# PANDAS FULL GUIDE 1.1
## THE BASICS

In this guide, we will explore the fundamental concepts and basics of the Pandas library. I hope you find this resource valuable. Should you have any questions or feedback, please feel free to contact me at [sania.latifia@gmail.com](mailto:sania.latifia@gmail.com).

In this tutorial our example is going to be a database of Top 20 Movies on IMDB

Before we begin, it is important to familiarize yourself with certain parameters as we will be introducing various methods and their syntax:<br>
* ```index :  row label```
* ```col :  column label```
* ```value :  scalar value```
* ```takeable :   interpret the index/col as indexers, default False```

***

### Import Pandas

In [57]:
import pandas as pd

In [58]:
top_20_imdb = {'movie' : ['The Lord of The Rings', 'The Shawshank Redemption', 'Gladiator', 'Untouchable', 'Forrest Gump', 'The Lord of the Rings: The Return of the King', 'The Prestige', 'The Dark Knight', 'The Godfather', 'The Matrix', "Schindler's List", 'Seven', 'The Green Mile', 'Interstellar', 'Bridge of Spies', 'Murder on the Orient Express', 'V For Vendetta', 'Life Is Beautiful', 'The Silence of the Lambs', 'Back to the Future'],
              'director' : ['Peter Jackson', 'Frank Darabont', 'Ridley Scott', 'Olivier Nakache', 'Robert Zemeckis', 'Peter Jackson', 'Christopher Nolan', 'Christopher Nolan', 'Francis Ford Coppola', 'Lana Wachowski', 'Steven Spielberg', 'David Fincher', 'Frank Darabont', 'Christopher Nolan', 'Steven Spielberg', 'Kenneth Branagh', 'James McTeigue', 'Roberto Benigni', 'Jonathan Demme', 'Robert Zemeckis'],
              'rating' : [8.9, 9.3, 8.5, 8.5, 8.8, 9.0, 8.5, 9.0, 9.2, 8.7, 9.0, 8.6, 8.6, 8.7, 7.6, 6.5, 8.1, 8.6, 8.6, 8.5],
              'genre' : ['Fantasy', 'Drama', 'Action', 'Comedy', 'Romance', 'Fantasy', 'Thriller', 'Crime', 'Gangster', 'Sci-Fi', 'Biography', 'Crime', 'Mystery', 'Sci-Fi', 'Drama', 'Thriller', 'Sci-Fi', 'Romance', 'Crime', 'Comedy']}

In [59]:
df = pd.DataFrame(top_20_imdb)
df

Unnamed: 0,movie,director,rating,genre
0,The Lord of The Rings,Peter Jackson,8.9,Fantasy
1,The Shawshank Redemption,Frank Darabont,9.3,Drama
2,Gladiator,Ridley Scott,8.5,Action
3,Untouchable,Olivier Nakache,8.5,Comedy
4,Forrest Gump,Robert Zemeckis,8.8,Romance
5,The Lord of the Rings: The Return of the King,Peter Jackson,9.0,Fantasy
6,The Prestige,Christopher Nolan,8.5,Thriller
7,The Dark Knight,Christopher Nolan,9.0,Crime
8,The Godfather,Francis Ford Coppola,9.2,Gangster
9,The Matrix,Lana Wachowski,8.7,Sci-Fi


The code above displays a table created using Pandas' `DataFrame()` method, which accepts a dictionary as a data argument.

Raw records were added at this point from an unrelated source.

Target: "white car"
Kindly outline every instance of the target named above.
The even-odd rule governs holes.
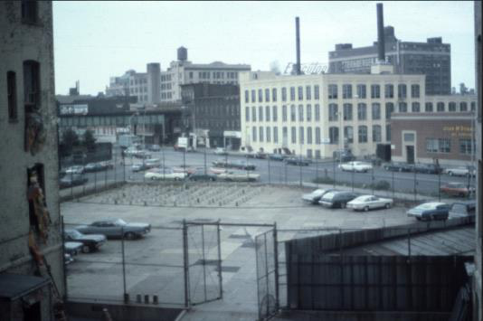
[[[452,167],[452,168],[447,168],[444,170],[444,173],[448,174],[450,176],[469,176],[469,175],[475,175],[476,170],[474,167]]]
[[[181,181],[186,178],[186,176],[187,176],[186,173],[176,173],[171,168],[165,168],[164,171],[162,168],[161,169],[160,168],[150,169],[144,175],[144,177],[146,179],[150,179],[150,180],[166,179],[166,180]]]
[[[347,208],[354,211],[369,211],[379,208],[391,208],[394,202],[390,198],[382,198],[374,195],[362,195],[347,203]]]
[[[373,169],[373,165],[364,162],[348,162],[339,165],[343,171],[367,173]]]
[[[255,182],[260,179],[260,174],[245,171],[226,171],[219,174],[218,179],[237,182]]]

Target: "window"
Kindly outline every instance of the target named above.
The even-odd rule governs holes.
[[[365,120],[367,118],[367,106],[365,103],[357,104],[357,119]]]
[[[367,126],[359,126],[359,143],[367,143]]]
[[[312,106],[310,104],[306,106],[307,109],[307,121],[312,121]]]
[[[302,86],[298,86],[297,89],[298,91],[298,100],[303,100],[304,99],[304,88]]]
[[[316,121],[319,121],[320,120],[320,105],[318,104],[316,104],[316,106],[314,107],[315,109],[315,114],[316,114]]]
[[[307,144],[312,144],[312,127],[307,127]]]
[[[384,97],[385,98],[394,98],[394,85],[386,84],[384,86]]]
[[[397,85],[397,97],[404,99],[407,97],[407,87],[404,83],[400,83]]]
[[[344,104],[344,120],[352,120],[352,104]]]
[[[295,105],[290,105],[290,121],[296,121]]]
[[[468,104],[466,103],[466,101],[461,101],[459,103],[459,110],[460,111],[468,111]]]
[[[305,88],[305,99],[309,100],[312,99],[312,90],[311,90],[312,87],[310,86],[306,86]]]
[[[357,97],[360,99],[367,98],[365,93],[365,85],[357,85]]]
[[[420,98],[420,85],[411,85],[411,97]]]
[[[352,85],[351,84],[342,85],[342,98],[343,99],[352,98]]]
[[[346,126],[344,127],[344,138],[349,144],[354,143],[354,128],[352,126]]]
[[[338,119],[337,104],[328,104],[328,120],[336,121]]]
[[[471,139],[459,139],[459,154],[471,155]]]
[[[392,102],[385,103],[385,118],[391,119],[391,114],[394,111],[394,104]]]
[[[328,99],[337,99],[337,85],[328,85]]]
[[[371,85],[371,98],[381,98],[381,86],[379,85]]]
[[[17,85],[16,74],[14,71],[6,73],[6,95],[8,99],[8,120],[17,119]]]
[[[339,128],[329,127],[328,128],[328,139],[330,144],[338,144],[339,142]]]
[[[298,105],[298,121],[304,121],[304,105]]]
[[[373,142],[379,143],[382,139],[381,126],[373,125]]]
[[[22,0],[22,22],[24,24],[36,24],[37,20],[37,1]]]
[[[292,132],[292,144],[296,144],[297,143],[297,128],[295,127],[292,127],[291,132]]]
[[[318,85],[314,86],[314,99],[319,99],[319,88]]]
[[[298,139],[300,144],[304,144],[304,127],[301,126],[298,127]]]
[[[320,144],[320,127],[316,127],[316,144]]]
[[[261,126],[259,127],[259,137],[260,137],[260,141],[262,142],[263,141],[263,127]]]

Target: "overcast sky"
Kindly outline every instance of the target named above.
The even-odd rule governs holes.
[[[451,44],[452,86],[474,88],[473,2],[383,2],[384,25],[402,41],[441,36]],[[56,94],[75,81],[81,94],[104,91],[110,76],[160,62],[176,49],[194,63],[221,61],[267,71],[295,61],[300,17],[302,63],[327,64],[336,43],[376,41],[376,2],[84,2],[53,3]]]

To specify labels as indices, you can include an 'index' attribute, as illustrated below:

In [60]:
lables = ['a', 'b', 'c', 'd', 'e', 'f', 'g', 'h', 'i', 'g', 'k', 'l', 'm', 'n', 'o', 'p', 'q', 'r', 's', 't']
df = pd.DataFrame(top_20_imdb, index=lables)
df.head() # Using the head() method to display the first five rows only.
# You can cusotmize this value by changing it in the parantheses. for example head(3) will give you the first three rows

Unnamed: 0,movie,director,rating,genre
a,The Lord of The Rings,Peter Jackson,8.9,Fantasy
b,The Shawshank Redemption,Frank Darabont,9.3,Drama
c,Gladiator,Ridley Scott,8.5,Action
d,Untouchable,Olivier Nakache,8.5,Comedy
e,Forrest Gump,Robert Zemeckis,8.8,Romance


For the sake of this guide we will stick to the first DataFrame.

In [61]:
df = pd.DataFrame(top_20_imdb)
df.head()

Unnamed: 0,movie,director,rating,genre
0,The Lord of The Rings,Peter Jackson,8.9,Fantasy
1,The Shawshank Redemption,Frank Darabont,9.3,Drama
2,Gladiator,Ridley Scott,8.5,Action
3,Untouchable,Olivier Nakache,8.5,Comedy
4,Forrest Gump,Robert Zemeckis,8.8,Romance


For each type of file there's a method in pandas to create a dataframe:
* `CSV FILES` -> `read_csv('filename.csv')`
* `EXCEL` -> `read_excel('filename.xlsx')`
* `PARQUET` -> `read_parquet('filename.parquet')`
* `FEATHER` -> `read_feather('filename.feather')`
<br> Similarily, you can convert your dataframe to any format using pandas' `to_csv`, `to_excel`, `to_parquet`, etc.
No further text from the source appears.